Reporting safety observations on construction sites can be a challenge. Site personnel have to stop working to file these reports, and they may have to leave the site and go to the trailer to write a safety observation or incident report. This inconvenience can result in safety observations going unreported, which increases the risk of accidents.

Some companies are now using voice services for safety reporting. These tools are becoming a preferred way to report safety hazards and incidents, because voice services converge voice and data to make reporting more effective. Voice services also give crews the ability to quickly reach key people who need to be informed when an observation or incident occurs. These services allow everyone on the jobsite to participate, instead of limiting involvement to only the general contractor’s employees.


Voice services offer the convenience of simply speaking a quick note into a phone, which then sends a message to the safety inspector or safety team who can address the hazard before it becomes an accident. When an incident occurs on the jobsite, a crew member can dial a designated phone number and leave a voice message with the essential information about the location and type of incident, which will then be transmitted to the safety inspector or other personnel who must be notified of safety hazards. This quick transmission of information allows safety personnel to respond immediately to the incident. Some services will also allow you to add pictures and video to your noted observation. The job-specific phone number can be posted on signs throughout the project. Crew members can also place this number on speed dial in their mobile phone.

An important reason to give everyone on the jobsite the ability to call in their safety observations is that those who report incidents can remain anonymous, removing any concern that a caller might be perceived as “telling on” another worker on the job.


Voice services also allow crew members to place multiple calls at once, so they can efficiently notify every individual who needs to know about the incident and recount all the same details at once. In other words, the voice message the incident reporter leaves is transmitted to multiple people simultaneously. This capability addresses the following issues:

  • When an incident occurs on a project, people get nervous and can lose sight of protocol.
  • Often, 10 or more people need to be notified of an incident.
  • The injured person may need immediate assistance.
  • The person who reports the incident needs to help the injured person, and one person cannot quickly make 10 separate phone calls.

A voice service can also send immediate information automatically (via text and/or email messages) to the person who reported the incident, providing site-specific instructions on how to deal with and document the incident.
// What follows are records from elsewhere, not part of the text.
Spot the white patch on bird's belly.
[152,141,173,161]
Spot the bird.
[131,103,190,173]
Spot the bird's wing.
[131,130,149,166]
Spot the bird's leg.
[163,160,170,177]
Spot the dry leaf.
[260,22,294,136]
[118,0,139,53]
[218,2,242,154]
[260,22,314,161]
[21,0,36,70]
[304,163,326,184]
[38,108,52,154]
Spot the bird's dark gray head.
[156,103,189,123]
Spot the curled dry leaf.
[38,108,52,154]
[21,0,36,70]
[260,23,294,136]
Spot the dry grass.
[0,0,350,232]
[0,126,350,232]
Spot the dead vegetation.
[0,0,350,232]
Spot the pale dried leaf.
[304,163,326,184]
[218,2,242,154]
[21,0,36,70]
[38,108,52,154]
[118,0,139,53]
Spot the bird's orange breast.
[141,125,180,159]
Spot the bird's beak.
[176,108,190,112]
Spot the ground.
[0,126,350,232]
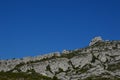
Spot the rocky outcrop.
[89,36,102,46]
[0,37,120,80]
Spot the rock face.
[0,37,120,80]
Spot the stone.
[89,36,103,46]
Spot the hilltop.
[0,37,120,80]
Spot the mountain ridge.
[0,36,120,80]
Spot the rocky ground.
[0,37,120,80]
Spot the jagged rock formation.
[89,36,102,46]
[0,37,120,80]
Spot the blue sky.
[0,0,120,59]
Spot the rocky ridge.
[0,37,120,80]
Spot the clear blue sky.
[0,0,120,59]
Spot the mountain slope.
[0,37,120,80]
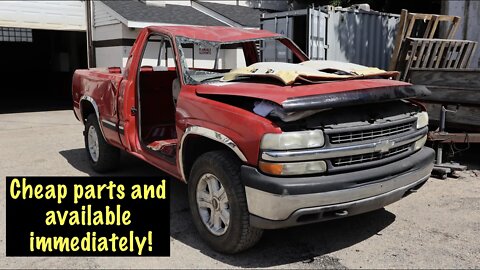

These messages are defined by the company and can include necessary forms and attachments. For example, the text or email might remind the incident reporter to document the following information:

  • Who was injured
  • What happened
  • When it happened
  • Where it happened
  • Why it happened
  • How it happened
  • Who witnessed the incident

In addition to the notifications mentioned above, voice services can send to those who report safety incidents a PDF that includes all notes and photos of any observations or incidents reported the day before.

Technology has become so advanced that, instead of relying only on the safety inspector, contractors can include their entire project team in safety reporting, expanding their “inspector base.”